Elsevier

Computers in Industry

Volume 119, August 2020, 103239
Computers in Industry

Use of Proximal Policy Optimization for the Joint Replenishment Problem

https://doi.org/10.1016/j.compind.2020.103239Get rights and content

Highlights

  • We apply Proximal Policy Optimization (PPO) on the Joint Replenishment Problem.

  • PPO approaches the optimal solution for small-scale settings.

  • PPO outperforms two other heuristics in small and large-scale settings.

  • Machine learning algorithms can facilitate collaborative shipping.

Abstract

Deep reinforcement learning has been coined as a promising research avenue to solve sequential decision-making problems, especially if few is known about the optimal policy structure. We apply the proximal policy optimization algorithm to the intractable joint replenishment problem. We demonstrate how the algorithm approaches the optimal policy structure and outperforms two other heuristics. Its deployment in supply chain control towers can orchestrate and facilitate collaborative shipping in the Physical Internet.

Introduction

The recent digitization in transport provides new opportunities to improve the efficiency of current logistics networks. By sharing shipment data across companies, freight loads can be combined to increase truck fill rates. In the innovative concept of the Physical Internet, an open interconnected logistics network introduced by [27], companies collaborate by sharing freight and resources [32]. This entails a transition from individually optimized supply chains towards a more holistic and collaborative integrated “network of networks”. To facilitate smooth routing of freight across the network, digital control towers visualize shipments and support replenishment decisions based on real-time information and analytics.

As the foundation of the Physical Internet is built around multi-dimensional collaboration, it complements the emerging sharing economy in which goods and services are being shared and exchanged more easily [7]. Horizontal collaboration has been considered as effective practice for sustainable logistics and freight transport and it has gained increased attention in recent years [33]. It is named as one of the solutions to effectively decarbonize freight transport [23], [2].

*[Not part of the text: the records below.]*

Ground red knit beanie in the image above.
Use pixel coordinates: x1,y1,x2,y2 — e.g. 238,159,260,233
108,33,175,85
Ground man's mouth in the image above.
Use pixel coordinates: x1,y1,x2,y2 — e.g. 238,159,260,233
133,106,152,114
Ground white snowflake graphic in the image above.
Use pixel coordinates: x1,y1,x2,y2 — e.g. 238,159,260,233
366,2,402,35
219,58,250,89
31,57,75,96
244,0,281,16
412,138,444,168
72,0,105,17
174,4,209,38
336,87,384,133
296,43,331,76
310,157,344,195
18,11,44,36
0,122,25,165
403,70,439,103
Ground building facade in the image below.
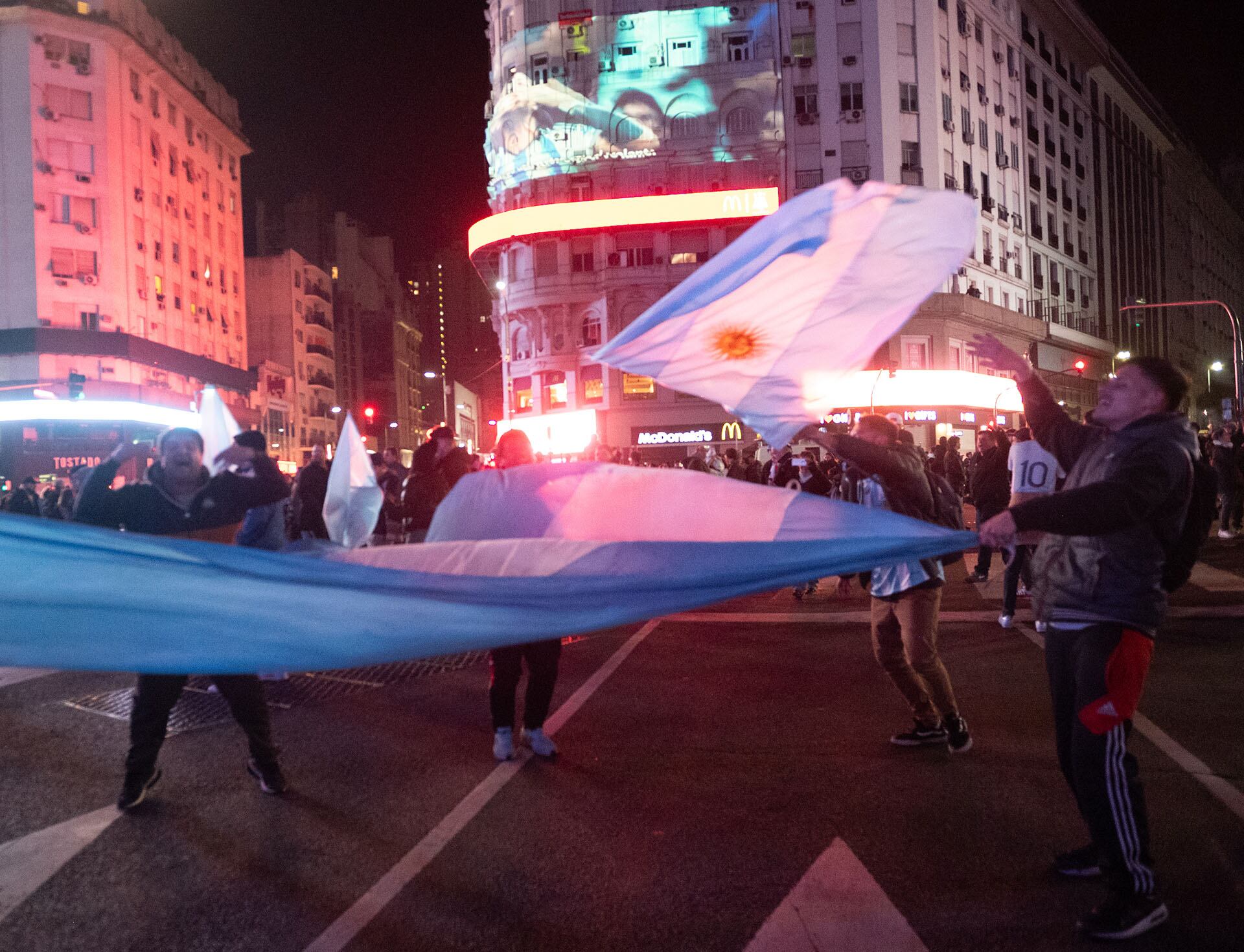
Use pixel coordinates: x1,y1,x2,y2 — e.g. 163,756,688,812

A prerequisite of collaborative shipping, either through bundling less-than-truckload (LTL) or backhauling full truckload (FTL) shipments, is that the replenishment cycles of the collaborating companies are synchronized, i.e., their replenishment occurs at the same time. This requires the implementation of a joint replenishment policy that takes into account the specifics of freight transport to stimulate joint shipments and avoid individual transports. The joint replenishment literature is rich and provides a range of heuristics. Most joint replenishment policies, however, ignore the limitation of the vehicle capacity and do not deal with the (under)utilization of the vehicles. We explore how machine learning can be used to develop joint replenishment policies that can be implemented in a control tower setting to facilitate collaborative shipping.

We implement a state-of-the-art machine learning algorithm to decide on the replenishments of a group of collaborating companies, i.e. how much and when to order or ship. We focus on periodic review joint replenishment policies that take the capacity of a full truck into account. The goal is to minimize (joint) transportation, holding and backorder costs. We deploy the proximal policy optimization (PPO) algorithm, a state-of-the-art optimization method in the domain of deep reinforcement learning (DRL). The PPO algorithm has been praised to capture some of the stability and convergence properties of trust region policy optimization algorithms, while being much simpler to implement and tune. Our numerical results confirm its stable and converging behaviour, while developing well-performing policies.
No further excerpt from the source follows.